Dancing is one of humanity’s most enjoyable pastimes. Whether or not we’re any good at it is irrelevant, as long as we’re having a good time. Still, we all at least try to move rhythmically. With so much effort going into trying to look cool on the dance floor, one area that seems overlooked is our dancing face. This fun little phenomenon seems to come from somewhere deeply organic. Most of us probably don’t even know what our dancing faces look like, but our dancing face says a lot about us.
Here’s a list of some classic dancing faces.
1. The Hurts So Good: A favorite among men who are dead fucking serious about a song. I mean, clearly the beats are hot, or the guitar solos shred so much you have to stand still for a moment and just rip into your air guitar while your face contorts into something akin to trying to push out a stubborn turd.
2. Eyes Closed Serenity Now: All eyelids and armpits and a meaningful crease between your eyebrows, this one is about feeling the music without being distracted by all the posers that are interfering with you and your song. You even go a step further and lift your hands up, open palmed like a zealous Baptist, because you can really feel the music through your open hands. Obviously.
3. The Sexpot: Your sultry eyes and incessant biting of your bottom lip tells everyone, “I’m a hot fuck, and you're in my vicinity.” Definitely back that ass up and look over your shoulder with your glossed lips slightly agape, mindful to toss your hair around a bit so we can smell your Suave Infusion Awapuhi Shampoo.
4. Raised Eyebrows Full Eye Contact: This bitch needs to know we ain’t trying to engage like that. R.E.F.E.C. is just an average dancer who works their moves with a stupid wide-eyed expression, trying to lock in some eye contact, demanding to be noticed. Dude, stop clamoring for attention. We’re not forming a circle around you.
5. Pursed Lips All Attitude: Shoulders pumping, this dancer’s face says, “I’m the tits-la-ritz, baby!” This dancer's pursed lips wordlessly denote serious attitude, and we just know he’s thinking, “Sing it Gloria, girl — Damn straight I’ma Survive! I will Survive!”

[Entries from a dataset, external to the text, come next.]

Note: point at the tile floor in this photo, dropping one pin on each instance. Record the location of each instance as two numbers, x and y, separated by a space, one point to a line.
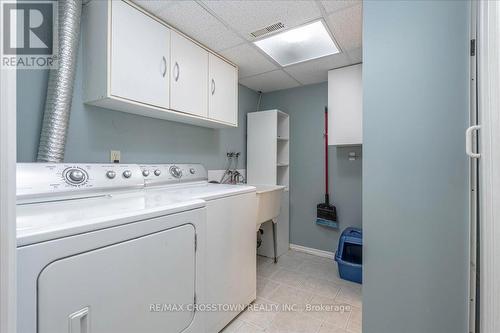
302 280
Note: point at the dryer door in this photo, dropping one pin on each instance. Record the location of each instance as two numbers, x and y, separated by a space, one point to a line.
133 286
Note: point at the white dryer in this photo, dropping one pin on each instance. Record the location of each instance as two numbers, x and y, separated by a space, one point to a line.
97 254
231 237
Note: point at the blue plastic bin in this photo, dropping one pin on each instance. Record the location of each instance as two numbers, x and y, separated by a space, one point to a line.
349 255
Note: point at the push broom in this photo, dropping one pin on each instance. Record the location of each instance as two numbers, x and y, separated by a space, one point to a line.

6. Business Time: The best dancers have mastered their dancing faces, looking as serious as an Olympic gymnast about to get on the balance beam and try not to get bitch-slapped by their coach when they get back to the hotel. The general rule is, the less severe the dancing face, the better the dancer.
7. Shit Eating Grin: This happy dancer is one of the lucky ones. Or just drunk. Probably not a great dancer, but they have no insecurity issues about it. They don’t worry about what other people think about how they dance. Life can be fleeting, so they better just have some fun while it lasts. And right now, they’re dancing. Almost surely at Skipper’s Smokehouse.